Little lessons
Every now and then, we get little lessons. Who knows from where. But if we’re not paying attention, they may drift right by us—they’re moments we might not otherwise notice. But they’re a bit of wisdom when we need it most.
I was in St. Croix, and had to take a short flight from one island to another. This is a tiny archipelago of tropical islands, so of course I wasn’t expecting a jet. But when we walked onto the tarmac, I was shocked at the size of this plane. Ten passengers squeezed on board for an absolutely jam-packed flight—with me in the co-pilot seat, my knees against the metal casing of the nose and right in front of the windshield.
Travel is a constant of my work. But the kind of travel I do—what most of us do—is compartmentalized in my brain from what’s really going on (being tens of thousands of feet high in the sky, moving at 600 miles per hour). I’m watching a movie. I’m ordering snacks and refreshments from the cart. I’m sending emails. My traveller’s perspective is not one of me, sitting in a plane. It’s me sitting in a chair. I’d never thought of the process before. I’d never had to, perhaps because I’d never had a windshield-view.
The take-off was exciting and loud, with the propellers rumbling to propel us up. But go high enough and on most days, within a few seconds, you’ll penetrate the ceiling of clouds. And from the co-pilot seat, the clouds are a big deal. You venture from blue sky into a white expanse of completely disorienting nothingness—a three-dimensional space with no clear up or down.

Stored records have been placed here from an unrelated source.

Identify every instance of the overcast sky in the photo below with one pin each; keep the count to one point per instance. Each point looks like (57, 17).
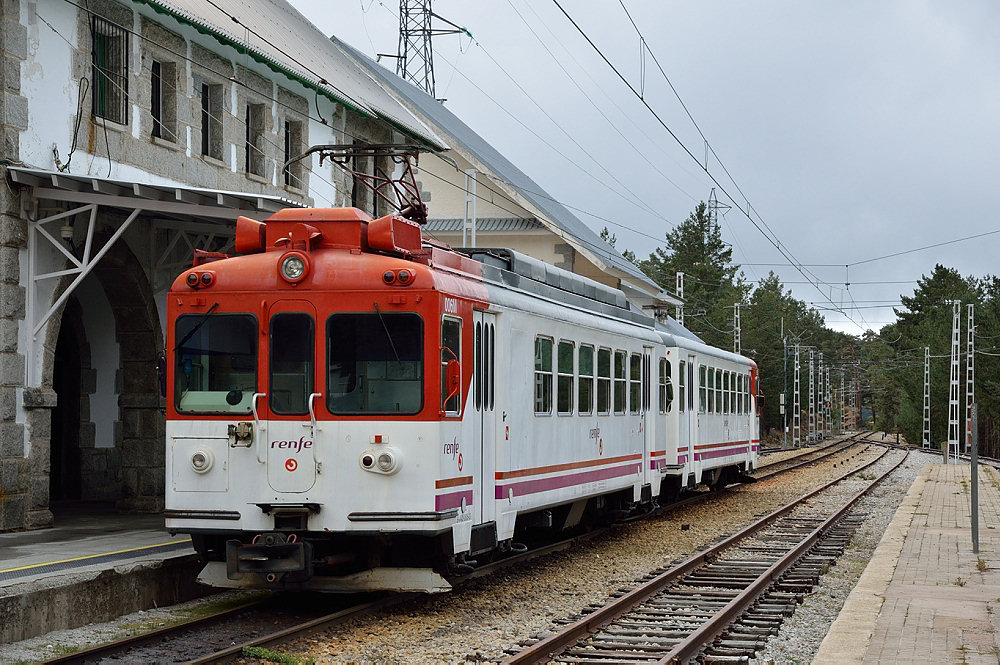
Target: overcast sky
(855, 130)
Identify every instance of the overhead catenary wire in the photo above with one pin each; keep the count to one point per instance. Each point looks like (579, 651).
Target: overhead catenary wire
(761, 226)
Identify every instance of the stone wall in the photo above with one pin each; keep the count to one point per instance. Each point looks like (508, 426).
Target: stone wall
(14, 500)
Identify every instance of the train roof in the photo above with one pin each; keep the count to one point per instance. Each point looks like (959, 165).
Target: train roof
(510, 268)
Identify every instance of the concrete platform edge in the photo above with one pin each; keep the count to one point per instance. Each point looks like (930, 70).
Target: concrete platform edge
(76, 599)
(850, 635)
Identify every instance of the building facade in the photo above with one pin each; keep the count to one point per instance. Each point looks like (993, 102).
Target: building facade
(134, 132)
(477, 197)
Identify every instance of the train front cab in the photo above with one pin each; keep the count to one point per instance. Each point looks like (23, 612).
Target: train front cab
(315, 437)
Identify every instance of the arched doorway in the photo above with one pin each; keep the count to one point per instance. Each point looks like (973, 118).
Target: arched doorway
(106, 434)
(71, 355)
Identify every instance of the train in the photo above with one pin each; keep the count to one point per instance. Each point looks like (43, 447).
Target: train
(351, 406)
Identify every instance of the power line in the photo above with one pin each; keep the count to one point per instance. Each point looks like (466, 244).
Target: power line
(768, 234)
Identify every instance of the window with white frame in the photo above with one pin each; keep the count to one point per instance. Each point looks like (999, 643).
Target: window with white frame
(543, 375)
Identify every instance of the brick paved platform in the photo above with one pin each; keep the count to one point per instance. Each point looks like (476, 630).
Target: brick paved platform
(925, 597)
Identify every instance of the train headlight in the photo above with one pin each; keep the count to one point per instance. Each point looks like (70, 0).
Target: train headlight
(383, 460)
(202, 461)
(293, 267)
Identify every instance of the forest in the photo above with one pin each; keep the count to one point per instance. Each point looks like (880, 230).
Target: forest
(883, 369)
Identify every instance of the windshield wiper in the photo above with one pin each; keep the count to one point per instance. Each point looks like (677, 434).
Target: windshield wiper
(386, 328)
(201, 322)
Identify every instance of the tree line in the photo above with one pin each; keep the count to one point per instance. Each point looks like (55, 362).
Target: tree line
(884, 368)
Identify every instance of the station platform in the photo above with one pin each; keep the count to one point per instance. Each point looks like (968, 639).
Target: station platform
(925, 596)
(92, 566)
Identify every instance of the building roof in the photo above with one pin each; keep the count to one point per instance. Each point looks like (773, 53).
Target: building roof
(484, 224)
(261, 29)
(161, 199)
(462, 135)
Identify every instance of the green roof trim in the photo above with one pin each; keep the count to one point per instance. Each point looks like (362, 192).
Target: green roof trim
(245, 49)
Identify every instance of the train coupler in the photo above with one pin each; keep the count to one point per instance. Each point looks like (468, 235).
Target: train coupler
(272, 556)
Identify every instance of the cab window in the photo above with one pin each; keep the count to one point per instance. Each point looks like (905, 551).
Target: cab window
(292, 350)
(375, 363)
(216, 356)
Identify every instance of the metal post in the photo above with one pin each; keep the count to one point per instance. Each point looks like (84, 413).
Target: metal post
(796, 405)
(974, 459)
(926, 443)
(970, 373)
(820, 399)
(784, 386)
(827, 403)
(469, 221)
(842, 402)
(736, 328)
(811, 436)
(680, 295)
(951, 454)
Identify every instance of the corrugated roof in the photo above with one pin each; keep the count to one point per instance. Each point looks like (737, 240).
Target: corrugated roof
(463, 135)
(275, 33)
(485, 224)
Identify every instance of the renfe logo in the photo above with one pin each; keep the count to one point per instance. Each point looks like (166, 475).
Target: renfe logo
(296, 445)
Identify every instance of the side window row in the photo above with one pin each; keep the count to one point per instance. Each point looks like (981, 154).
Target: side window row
(615, 381)
(723, 391)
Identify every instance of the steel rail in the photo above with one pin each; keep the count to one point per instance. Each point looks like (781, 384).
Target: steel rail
(689, 647)
(103, 650)
(850, 441)
(545, 648)
(280, 637)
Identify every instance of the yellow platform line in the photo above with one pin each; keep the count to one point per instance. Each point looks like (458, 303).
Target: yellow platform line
(94, 556)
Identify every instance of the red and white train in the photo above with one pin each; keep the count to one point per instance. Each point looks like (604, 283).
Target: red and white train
(351, 407)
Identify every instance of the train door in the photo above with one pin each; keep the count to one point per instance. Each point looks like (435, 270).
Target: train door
(647, 421)
(484, 402)
(290, 447)
(689, 419)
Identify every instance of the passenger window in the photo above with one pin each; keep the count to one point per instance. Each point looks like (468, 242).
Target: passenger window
(718, 391)
(680, 386)
(604, 381)
(543, 375)
(725, 392)
(451, 353)
(634, 382)
(620, 382)
(564, 387)
(585, 384)
(703, 391)
(292, 351)
(478, 389)
(666, 392)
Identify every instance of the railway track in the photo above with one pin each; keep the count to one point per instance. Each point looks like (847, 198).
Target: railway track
(719, 605)
(186, 638)
(809, 457)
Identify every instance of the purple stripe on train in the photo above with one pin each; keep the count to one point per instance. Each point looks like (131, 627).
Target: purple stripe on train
(558, 482)
(453, 500)
(725, 452)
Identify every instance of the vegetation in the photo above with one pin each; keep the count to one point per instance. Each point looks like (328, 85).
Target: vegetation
(270, 656)
(885, 365)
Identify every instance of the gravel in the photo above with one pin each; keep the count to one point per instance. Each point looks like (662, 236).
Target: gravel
(478, 621)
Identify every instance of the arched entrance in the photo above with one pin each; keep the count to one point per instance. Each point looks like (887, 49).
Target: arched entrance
(72, 353)
(106, 441)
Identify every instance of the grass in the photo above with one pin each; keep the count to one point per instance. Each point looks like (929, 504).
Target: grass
(270, 656)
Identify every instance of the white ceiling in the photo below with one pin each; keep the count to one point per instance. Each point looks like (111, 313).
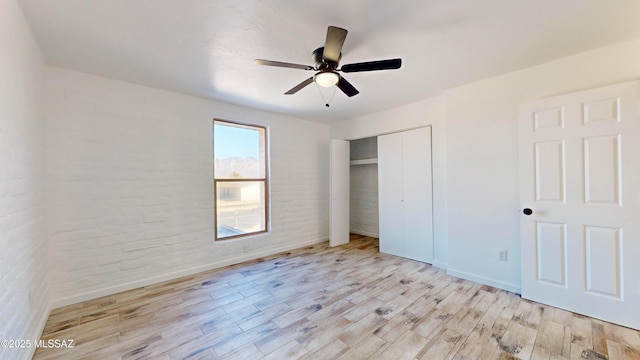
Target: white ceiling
(207, 47)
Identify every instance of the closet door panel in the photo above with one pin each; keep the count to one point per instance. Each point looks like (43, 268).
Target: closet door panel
(417, 178)
(390, 189)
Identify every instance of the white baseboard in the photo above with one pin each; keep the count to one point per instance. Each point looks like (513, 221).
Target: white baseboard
(485, 281)
(42, 322)
(440, 264)
(363, 233)
(94, 294)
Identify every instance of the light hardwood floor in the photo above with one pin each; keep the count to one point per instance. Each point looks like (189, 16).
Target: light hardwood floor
(348, 302)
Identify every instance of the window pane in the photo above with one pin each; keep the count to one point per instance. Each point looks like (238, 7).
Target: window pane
(239, 152)
(240, 207)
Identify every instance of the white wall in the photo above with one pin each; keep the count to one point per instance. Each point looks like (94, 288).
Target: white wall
(427, 112)
(24, 300)
(482, 155)
(130, 184)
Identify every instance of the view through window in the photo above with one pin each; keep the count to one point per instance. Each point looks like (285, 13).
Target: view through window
(240, 179)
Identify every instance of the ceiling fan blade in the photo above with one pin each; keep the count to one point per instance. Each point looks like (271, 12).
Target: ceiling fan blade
(373, 65)
(282, 64)
(333, 43)
(298, 87)
(346, 87)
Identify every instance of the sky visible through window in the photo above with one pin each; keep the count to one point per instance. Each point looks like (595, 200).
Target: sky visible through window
(231, 141)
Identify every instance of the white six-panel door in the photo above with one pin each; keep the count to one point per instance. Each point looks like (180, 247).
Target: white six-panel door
(580, 178)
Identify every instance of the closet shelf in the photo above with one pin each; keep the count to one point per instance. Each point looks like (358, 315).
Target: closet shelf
(364, 161)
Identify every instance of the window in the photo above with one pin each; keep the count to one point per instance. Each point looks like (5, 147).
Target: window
(240, 179)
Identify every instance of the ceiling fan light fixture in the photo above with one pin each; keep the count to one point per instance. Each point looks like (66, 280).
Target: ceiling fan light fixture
(326, 78)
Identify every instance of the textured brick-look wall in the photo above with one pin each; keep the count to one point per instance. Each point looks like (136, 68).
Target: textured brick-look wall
(24, 301)
(130, 185)
(363, 202)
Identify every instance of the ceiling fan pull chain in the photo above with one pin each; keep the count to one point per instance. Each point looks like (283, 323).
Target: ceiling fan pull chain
(326, 103)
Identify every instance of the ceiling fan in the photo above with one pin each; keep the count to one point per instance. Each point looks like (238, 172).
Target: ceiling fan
(326, 61)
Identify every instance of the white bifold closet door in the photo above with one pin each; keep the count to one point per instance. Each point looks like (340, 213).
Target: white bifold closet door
(405, 194)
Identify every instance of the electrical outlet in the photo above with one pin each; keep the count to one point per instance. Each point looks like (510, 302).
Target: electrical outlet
(502, 255)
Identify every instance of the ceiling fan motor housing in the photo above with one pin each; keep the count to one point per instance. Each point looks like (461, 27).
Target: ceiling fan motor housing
(321, 62)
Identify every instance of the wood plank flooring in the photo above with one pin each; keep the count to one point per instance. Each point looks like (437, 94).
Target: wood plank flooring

When a diver goes deep enough into the ocean, they go from blue to black just as much as a pilot goes from blue to white. In both very hostile and non-human-friendly environments, we are blind. We can only exist there by fully trusting the machines that allow us to exist there. We have to trust the propeller, the oxygen tank. Our senses are no longer sufficient. We are completely out of our element.
I freaked out. I doubt the pilot picked up on my cold sweat, but I absolutely froze. He pushed a few buttons and then looked at me with a friendly but very everyday-routine kind of shrug before turning to his paperwork. Not only could he not see out the windshield, he wasn’t even trying.
Here’s why. He knows IFR: Instrument Flight Rules.
He doesn’t need a blue sky, and he doesn’t need the windshield. Like a second language, he reads the panel and understands how that places him in his environment. He knows how to navigate. What is second nature to him absolute panic to me. This is what got me to thinking. What was making me so frightened?
This is no different than the flying I always do. It’s just smaller. I’m just seeing more of it.
Thousands of people fly in little planes like this every day all around the world. Flying is safer than driving a car. Heck, it’s probably safer than using a crosswalk, and by a big margin.
As he did his paperwork, the pilot’s knee bumped against mine. Or maybe mine bumped against his, shaking like a leaf. I looked over at him. He yawned.
How can this be no big deal to him, but such a big deal to me?
This is when the little lesson took root in my brain. In a new environment or in changing conditions, we are mercilessly removed from what feels familiar and safe. We can no longer navigate. When our perspective changes—especially if that shift is unexpected, unfamiliar, or out of our control—we resist.
So let’s say you’re right up at a windshield. Things are unfolding in a way that feels disorienting, and even upsetting. Remember these two things:
Of course you’re disoriented, even upset. That’s normal, in not-normal conditions.
While you can’t just switch off those instincts, you can get better at giving over some trust: of the process, the people around you, the language you simply may not understand yet.
The pilot’s lackadaisical manner eventually calmed me down. He dug in his bag for a packed lunch.
Clearly, he does this run ten times a day.
The instrument panel makes perfect sense to him. He can see, no problem.
The pilot and I share the exact same circumstance, but not the same point of view. He can see when I cannot. Are you in white clouds, like me? Or the pitch-black darkness of serious depth? We may not be able to help our instincts, but we can get better at practicing an appreciation for radically different points of view.